How beautiful it is when you smile. For a moment nothing in the world causes me anguish because I know that you are happy.
You kiss me as if you were never going to see the sun rise above the horizon again. As if by kissing me you were going to bring back the Beatles and drive in movies.
You give yourself so innocently, so whole-heartedly. It kills me that I can't give you all that you deserve.
You are an arid, desert piece of earth, begging for a taste of rain upon your lips. I can't be the torrential downpour you need and desire to quench your thirst.
I am merely a transient summer rain. A minute shower that allows you to flourish for a small while, but lacks the amount required to sustain. I will exit as quickly as I came. Leaving you disappointed and yearning for more.
Perhaps, if the sun is shining just right,I will leave you with a rainbow in your sky. A little reminder of my presence.
I may be doing wrong, but for these next few to many months (I haven't decided yet)I need a small discharge of immense feelings. I need to experience the emotions of love and joy, but only one of our words, emotions, and hearts will be genuinely satisfied.
It's not your fault I'm broken. You shouldn't have to fix me. It isn't your job.
It's not your fault that every time a familiar melody with lyrics expressing the joy of love creeps through the speakers his face pops into my head, not yours.
It makes no logical sense. We have so much more now than I ever had with him. He hurt me. He's gone. He thinks nothing of me. If only I could do myself the favor of forgetting him.
Sweet, pure, deceived lover, I don't want to hurt you, but I will. I inevitably will hurt my own self in the process of betraying your kind heart.
Ugh, you deserve so much better than me. If only I could be the girl who has worth for while. You've been torn apart before by the same wrecking force. I took the chance on a bruised and beaten hurt and all I can think about is what I had. How disappointingly selfish am I?
The sun only goes as fast as time. I love you the same.
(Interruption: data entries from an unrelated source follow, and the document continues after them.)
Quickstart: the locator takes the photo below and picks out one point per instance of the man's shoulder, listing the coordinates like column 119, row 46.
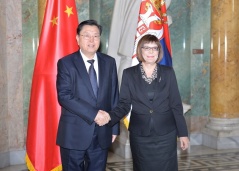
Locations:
column 105, row 56
column 69, row 57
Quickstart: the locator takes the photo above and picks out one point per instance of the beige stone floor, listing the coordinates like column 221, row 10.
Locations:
column 195, row 158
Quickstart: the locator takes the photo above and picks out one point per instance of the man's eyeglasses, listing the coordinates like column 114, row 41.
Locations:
column 88, row 37
column 146, row 48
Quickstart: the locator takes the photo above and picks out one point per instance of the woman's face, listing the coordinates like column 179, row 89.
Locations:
column 150, row 52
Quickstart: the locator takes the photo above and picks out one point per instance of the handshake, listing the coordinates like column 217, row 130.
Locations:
column 102, row 118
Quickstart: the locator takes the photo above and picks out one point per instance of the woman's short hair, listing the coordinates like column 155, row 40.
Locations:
column 148, row 38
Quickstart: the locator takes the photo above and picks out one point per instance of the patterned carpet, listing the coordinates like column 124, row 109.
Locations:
column 209, row 162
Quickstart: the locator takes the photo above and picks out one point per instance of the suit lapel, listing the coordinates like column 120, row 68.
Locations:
column 140, row 85
column 101, row 73
column 80, row 65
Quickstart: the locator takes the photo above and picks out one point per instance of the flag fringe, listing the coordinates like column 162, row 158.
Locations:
column 126, row 123
column 31, row 167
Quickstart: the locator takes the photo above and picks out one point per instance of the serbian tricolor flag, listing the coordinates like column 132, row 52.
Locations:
column 152, row 19
column 58, row 38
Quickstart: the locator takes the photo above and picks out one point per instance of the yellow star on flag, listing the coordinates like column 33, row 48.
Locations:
column 54, row 21
column 68, row 11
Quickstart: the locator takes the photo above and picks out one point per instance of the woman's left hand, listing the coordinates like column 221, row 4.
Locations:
column 184, row 142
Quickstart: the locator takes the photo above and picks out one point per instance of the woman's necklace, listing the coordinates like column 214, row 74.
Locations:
column 149, row 80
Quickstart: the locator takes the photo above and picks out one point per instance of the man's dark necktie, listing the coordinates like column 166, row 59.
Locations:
column 93, row 78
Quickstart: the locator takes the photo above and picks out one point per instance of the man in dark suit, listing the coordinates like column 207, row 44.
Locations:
column 86, row 84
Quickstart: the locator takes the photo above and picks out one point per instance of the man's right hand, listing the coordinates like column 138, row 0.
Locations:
column 102, row 118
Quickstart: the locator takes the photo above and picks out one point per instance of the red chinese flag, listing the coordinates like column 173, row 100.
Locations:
column 57, row 40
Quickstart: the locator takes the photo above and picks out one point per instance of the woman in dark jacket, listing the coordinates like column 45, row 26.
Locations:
column 157, row 113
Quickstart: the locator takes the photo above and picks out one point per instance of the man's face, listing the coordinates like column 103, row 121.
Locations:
column 89, row 40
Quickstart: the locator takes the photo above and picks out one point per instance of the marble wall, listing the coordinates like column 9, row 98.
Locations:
column 19, row 40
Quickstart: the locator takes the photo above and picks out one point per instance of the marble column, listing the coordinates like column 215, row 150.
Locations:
column 11, row 85
column 222, row 131
column 41, row 11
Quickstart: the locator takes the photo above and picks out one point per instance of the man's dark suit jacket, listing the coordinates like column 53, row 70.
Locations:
column 79, row 106
column 165, row 110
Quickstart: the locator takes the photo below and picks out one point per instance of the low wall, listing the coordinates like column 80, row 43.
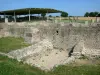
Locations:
column 76, row 38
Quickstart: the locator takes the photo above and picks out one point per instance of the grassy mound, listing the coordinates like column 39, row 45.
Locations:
column 11, row 43
column 12, row 67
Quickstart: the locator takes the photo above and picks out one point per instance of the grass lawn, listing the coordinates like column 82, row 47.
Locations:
column 8, row 44
column 12, row 67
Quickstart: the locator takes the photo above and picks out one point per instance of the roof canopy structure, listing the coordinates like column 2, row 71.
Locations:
column 26, row 11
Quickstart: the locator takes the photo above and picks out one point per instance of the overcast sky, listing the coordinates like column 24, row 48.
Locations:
column 73, row 7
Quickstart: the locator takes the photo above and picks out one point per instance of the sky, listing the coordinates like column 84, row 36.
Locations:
column 73, row 7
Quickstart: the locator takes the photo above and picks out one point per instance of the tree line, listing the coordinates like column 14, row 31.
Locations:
column 92, row 14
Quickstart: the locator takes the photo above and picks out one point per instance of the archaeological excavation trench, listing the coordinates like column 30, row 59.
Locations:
column 54, row 44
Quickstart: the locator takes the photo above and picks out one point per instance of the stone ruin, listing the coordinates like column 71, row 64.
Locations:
column 58, row 42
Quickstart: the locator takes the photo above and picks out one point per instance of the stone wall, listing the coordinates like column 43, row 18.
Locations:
column 77, row 39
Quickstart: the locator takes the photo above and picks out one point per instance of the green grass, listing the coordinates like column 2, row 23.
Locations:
column 11, row 43
column 12, row 67
column 78, row 21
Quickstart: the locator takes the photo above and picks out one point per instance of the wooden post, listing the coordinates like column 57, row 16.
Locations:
column 29, row 15
column 14, row 16
column 47, row 16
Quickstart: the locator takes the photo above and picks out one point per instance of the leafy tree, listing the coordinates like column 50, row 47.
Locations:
column 98, row 15
column 43, row 14
column 50, row 15
column 86, row 14
column 64, row 14
column 91, row 14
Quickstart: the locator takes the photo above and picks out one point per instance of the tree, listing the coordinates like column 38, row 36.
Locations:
column 64, row 14
column 98, row 15
column 43, row 14
column 91, row 14
column 50, row 15
column 86, row 14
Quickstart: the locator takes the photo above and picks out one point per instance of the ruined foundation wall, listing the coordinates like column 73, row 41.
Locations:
column 75, row 38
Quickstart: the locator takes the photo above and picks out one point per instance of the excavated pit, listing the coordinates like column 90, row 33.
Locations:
column 55, row 44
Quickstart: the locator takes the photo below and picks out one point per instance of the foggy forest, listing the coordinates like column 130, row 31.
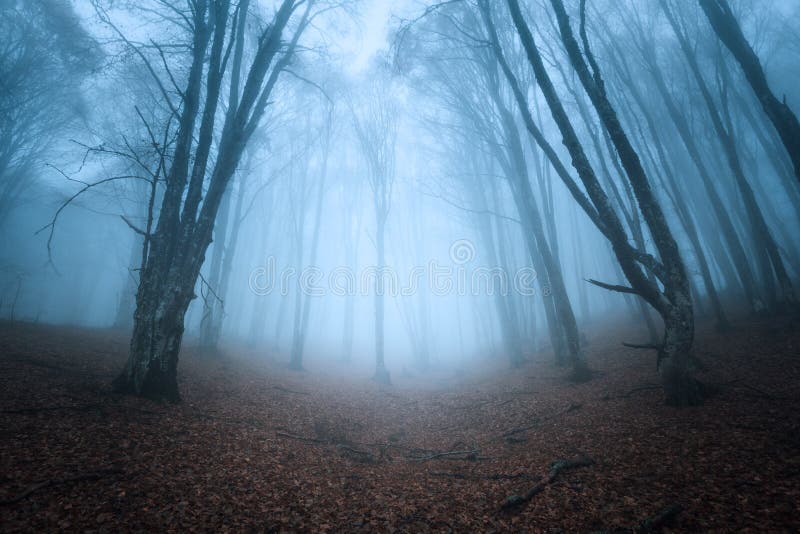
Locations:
column 400, row 265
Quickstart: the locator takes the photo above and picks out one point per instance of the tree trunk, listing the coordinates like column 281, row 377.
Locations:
column 730, row 33
column 381, row 373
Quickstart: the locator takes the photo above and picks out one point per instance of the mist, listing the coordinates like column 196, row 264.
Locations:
column 376, row 200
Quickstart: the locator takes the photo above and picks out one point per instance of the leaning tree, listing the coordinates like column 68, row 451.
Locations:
column 233, row 62
column 667, row 290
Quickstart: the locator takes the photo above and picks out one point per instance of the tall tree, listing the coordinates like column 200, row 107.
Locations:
column 671, row 297
column 196, row 181
column 375, row 124
column 727, row 28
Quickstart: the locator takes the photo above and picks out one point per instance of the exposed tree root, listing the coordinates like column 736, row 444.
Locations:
column 95, row 475
column 558, row 466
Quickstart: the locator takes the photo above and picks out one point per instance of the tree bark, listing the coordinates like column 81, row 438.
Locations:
column 727, row 28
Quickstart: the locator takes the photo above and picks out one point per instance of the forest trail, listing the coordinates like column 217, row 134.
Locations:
column 255, row 446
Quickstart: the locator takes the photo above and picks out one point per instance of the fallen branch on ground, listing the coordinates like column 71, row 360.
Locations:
column 556, row 468
column 645, row 387
column 299, row 438
column 498, row 476
column 512, row 432
column 467, row 455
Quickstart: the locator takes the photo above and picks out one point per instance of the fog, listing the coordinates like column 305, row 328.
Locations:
column 395, row 114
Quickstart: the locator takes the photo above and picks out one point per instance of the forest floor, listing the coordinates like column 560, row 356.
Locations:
column 255, row 447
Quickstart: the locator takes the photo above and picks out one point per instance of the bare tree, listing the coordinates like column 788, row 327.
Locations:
column 375, row 125
column 196, row 182
column 45, row 53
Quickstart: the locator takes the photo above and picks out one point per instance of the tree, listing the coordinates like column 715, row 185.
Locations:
column 375, row 125
column 196, row 182
column 671, row 296
column 727, row 28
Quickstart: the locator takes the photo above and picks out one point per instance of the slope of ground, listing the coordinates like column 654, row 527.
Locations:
column 255, row 447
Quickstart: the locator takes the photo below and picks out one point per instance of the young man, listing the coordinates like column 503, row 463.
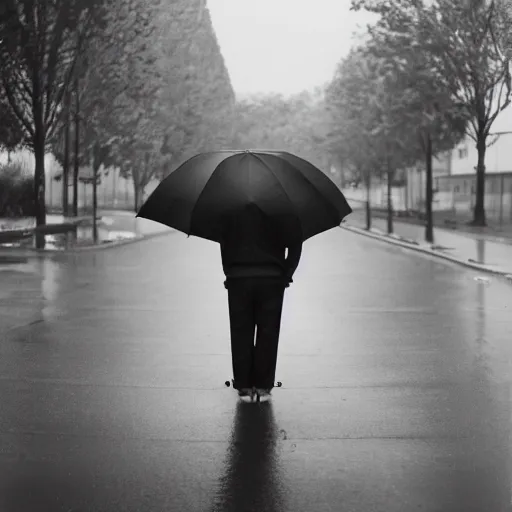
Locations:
column 257, row 273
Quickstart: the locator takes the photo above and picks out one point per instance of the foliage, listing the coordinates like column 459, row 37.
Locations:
column 296, row 124
column 40, row 44
column 16, row 192
column 467, row 46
You can't force what isn't there.
I may be saying all of this in vain. You may, in fact, be the one to fix me. The one who finds all of my shattered glass and places it perfectly back where it belongs. I may plummet into a deep hole of love, a place of no return.
Who am I kidding. Of course one day, sadly, I am going to fall in love with you. There is a spark in your eye that ignites my sense of wonder. I peer into the innermost chamber of your soul when you flash me your captivating green eyes. I know deep inside that I am the only one who can see this part of you. At these moments I witness something magical and enlightening, connection.
You do make make my heart jump, my knees go weak, and if only I could get you out of my head then I would have finished that series of novels by now. You hold me when I need to be surrounded with caring arms and you communicate without parting your lips to utter a noise.
Maybe I can be the long shower of water you've been waiting for. Only time can tell what I cannot.
If only I could realize now how truly perfect we fit together. Like the quiet and the night, it's you and me.